Note that when x=-1, $\displaystyle x^2+y^2+z^2=10\implies y^2+z^2=9$.

So the vector valued function $\displaystyle \mathbf{f}(x(t),y(t),z(t))=\left<-1,3\cos t,3\sin t\right>$ should work (to get the last two components, parameterize the equation for the circle $\displaystyle y^2+z^2=9$).

Does this make sense?

3. That does make sense, however, it seems that there must have been a miscalculation somewhere?

-3 sin t, 3 cos t, -1
3 sin t, 1 , -3 sin t
1, 3 cos t, -3 sin t
3 cos t, -3 sin t, 1
-1, 3 sin t, -3 cos t
3 cos t, -1, -3 sin t
plane and sphere don't intersect.

Given those, your answer of -1, 3 cos t, 3 sin t, isn't available...

Oh, also a question I had that is a part of another question, what is the vector function for a circular cylinder of radius 1?

4. Originally Posted by ocryan
That does make sense, however, it seems that there must have been a miscalculation somewhere?

-3 sin t, 3 cos t, -1
3 sin t, 1 , -3 sin t
1, 3 cos t, -3 sin t
3 cos t, -3 sin t, 1
-1, 3 sin t, -3 cos t
3 cos t, -1, -3 sin t
plane and sphere don't intersect.

Given those, your answer of -1, 3 cos t, 3 sin t, isn't available...

Oh, also a question I had that is a part of another question, what is the vector function for a circular cylinder of radius 1?
In this case, $\displaystyle \left<-1,3\sin t,-3\cos t\right>$ works as well since $\displaystyle y^2+z^2=\left(3\sin t\right)^2+\left(-3\cos t\right)^2=9\left(\sin^2t+\cos^2t\right)=9$ which still gives us the equation of the circle we started with.

To answer the second question, I need to know which axis acts as the center of each circular cross section since I can come up with 3 different equations (one for each coordinate axis).

5. Ah, thank you very much.

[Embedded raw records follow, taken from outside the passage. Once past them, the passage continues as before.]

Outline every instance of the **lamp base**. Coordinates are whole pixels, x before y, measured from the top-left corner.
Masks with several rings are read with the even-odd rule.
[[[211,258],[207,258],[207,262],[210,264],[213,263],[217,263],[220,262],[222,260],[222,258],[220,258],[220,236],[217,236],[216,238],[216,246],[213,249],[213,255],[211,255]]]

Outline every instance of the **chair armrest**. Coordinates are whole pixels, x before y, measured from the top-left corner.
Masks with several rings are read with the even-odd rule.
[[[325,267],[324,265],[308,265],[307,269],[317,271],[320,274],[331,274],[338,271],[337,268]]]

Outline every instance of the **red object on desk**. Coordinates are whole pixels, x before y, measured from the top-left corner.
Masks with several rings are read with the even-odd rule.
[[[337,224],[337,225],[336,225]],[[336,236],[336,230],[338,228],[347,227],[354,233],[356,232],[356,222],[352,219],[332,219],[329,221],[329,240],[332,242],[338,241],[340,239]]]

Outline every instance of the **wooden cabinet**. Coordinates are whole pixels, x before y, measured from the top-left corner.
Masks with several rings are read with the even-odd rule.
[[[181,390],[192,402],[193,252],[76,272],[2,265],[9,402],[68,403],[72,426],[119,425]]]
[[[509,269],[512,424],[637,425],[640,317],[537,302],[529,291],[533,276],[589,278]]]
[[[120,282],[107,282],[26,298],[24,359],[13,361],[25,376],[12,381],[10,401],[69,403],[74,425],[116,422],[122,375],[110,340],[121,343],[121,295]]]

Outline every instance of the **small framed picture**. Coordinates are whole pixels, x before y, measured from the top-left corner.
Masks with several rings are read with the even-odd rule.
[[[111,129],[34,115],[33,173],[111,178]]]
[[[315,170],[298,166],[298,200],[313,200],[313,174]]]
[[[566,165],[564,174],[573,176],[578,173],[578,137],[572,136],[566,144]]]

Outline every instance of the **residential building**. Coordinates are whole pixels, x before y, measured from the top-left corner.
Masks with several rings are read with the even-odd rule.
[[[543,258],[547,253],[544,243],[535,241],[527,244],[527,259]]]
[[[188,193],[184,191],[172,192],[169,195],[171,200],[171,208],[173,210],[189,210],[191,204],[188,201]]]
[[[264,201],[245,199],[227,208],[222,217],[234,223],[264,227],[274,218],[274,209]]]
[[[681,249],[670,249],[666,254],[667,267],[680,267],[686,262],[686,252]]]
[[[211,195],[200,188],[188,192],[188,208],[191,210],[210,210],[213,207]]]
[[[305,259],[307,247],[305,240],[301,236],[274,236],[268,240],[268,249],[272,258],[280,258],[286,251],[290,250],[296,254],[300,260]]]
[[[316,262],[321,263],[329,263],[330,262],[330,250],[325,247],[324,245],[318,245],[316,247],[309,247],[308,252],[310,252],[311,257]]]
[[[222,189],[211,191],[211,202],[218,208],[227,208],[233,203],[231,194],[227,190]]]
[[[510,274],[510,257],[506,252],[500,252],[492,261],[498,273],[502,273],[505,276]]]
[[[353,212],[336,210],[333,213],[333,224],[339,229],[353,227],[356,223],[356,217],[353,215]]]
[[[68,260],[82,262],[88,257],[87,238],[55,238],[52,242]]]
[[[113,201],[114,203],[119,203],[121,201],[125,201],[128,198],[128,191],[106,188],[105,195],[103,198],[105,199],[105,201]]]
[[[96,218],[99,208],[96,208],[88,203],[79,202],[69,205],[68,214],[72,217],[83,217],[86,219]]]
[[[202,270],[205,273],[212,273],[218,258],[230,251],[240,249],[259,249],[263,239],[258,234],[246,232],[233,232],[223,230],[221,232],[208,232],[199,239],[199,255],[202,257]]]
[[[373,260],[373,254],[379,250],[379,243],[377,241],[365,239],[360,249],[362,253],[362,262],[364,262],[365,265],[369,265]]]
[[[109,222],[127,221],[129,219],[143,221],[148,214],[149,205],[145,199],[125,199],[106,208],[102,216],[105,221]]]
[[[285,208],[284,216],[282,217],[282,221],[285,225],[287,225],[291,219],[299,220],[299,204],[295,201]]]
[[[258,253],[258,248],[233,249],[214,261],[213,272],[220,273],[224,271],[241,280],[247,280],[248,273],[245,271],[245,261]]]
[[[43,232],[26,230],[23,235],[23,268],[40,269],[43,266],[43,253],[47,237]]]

I appreciate your help.

For my other question, z serves as the axis for the cylinder.

6. Originally Posted by ocryan
Ah, thank you very much. I appreciate your help.

For my other question, z serves as the axis for the cylinder.
In this case, z can be anything, so lets say $\displaystyle z=t$. Then we just have the equation for a circle $\displaystyle x^2+y^2=1$. This is parameterized by $\displaystyle x=3\cos t$ and $\displaystyle y=3\sin t$.

Therefore, the parameterization for the cylinder would be $\displaystyle \left<3\cos t,3\sin t,t\right>$.

Does this make sense?

(If this is another multiple choice question, note that the first two elements can be swapped [if needed] and can be postive,negative, or any combination thereof).

7. Hmm, maybe I should post the full question.

A circular cylinder of radius 1 and the parabolic cylinder z = 2x^2 - 1 intersect as shown in...

Which vector function has the curve of intersection as its graph if x(0) = 1.